Agneta Ekholm
Agneta's delicate yet robust abstract paintings are suggestive of natural and organic phenomenon such as cocoons, droplets, indistinct microcosms in nature, light shafts, and illuminations.
Finnish artist Agneta Ekholm trained at the Swedish Art
School of Nykarleby before attending Royal Melbourne Institute of
Technology (RMIT) and graduating with a BFA (honours) in painting.
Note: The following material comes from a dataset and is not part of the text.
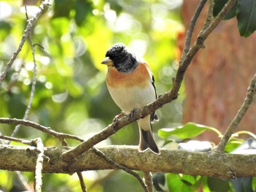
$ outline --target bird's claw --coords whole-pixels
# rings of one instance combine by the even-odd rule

She continues to live in Melbourne but the memory of her
Scandinavian childhood influences her art. As a child, she was
fascinated with the suspensions of rock, branches, and detritus
trapped underneath ice; those small universes, alive yet
inaccessible to her.
Agneta's delicate yet robust abstract paintings reference the
microcosmic worlds trapped beneath the thick ice of the
Scandinavian winter. By working with extremely fine layers of paint
built up gradually, Agneta creates the effect of looking through
some kind of prism, where light shifts and is refracted. One gets
the sense of a solid yet transparent object, and through her
skillful layering she leads you through this object, into the dense
yet simultaneously open space inside the picture plane. (Brown,
2009)
Through her sparing use of colour, Agneta draws attention to
detailed configurations created by layers of shapes and gestures.
These abstract works suggest natural and organic phenomena:
indistinct microcosms, light shafts, illuminations.
Agneta exhibits throughout Australia and New Zealand as well
as Finland, Columbia, and Hong Kong.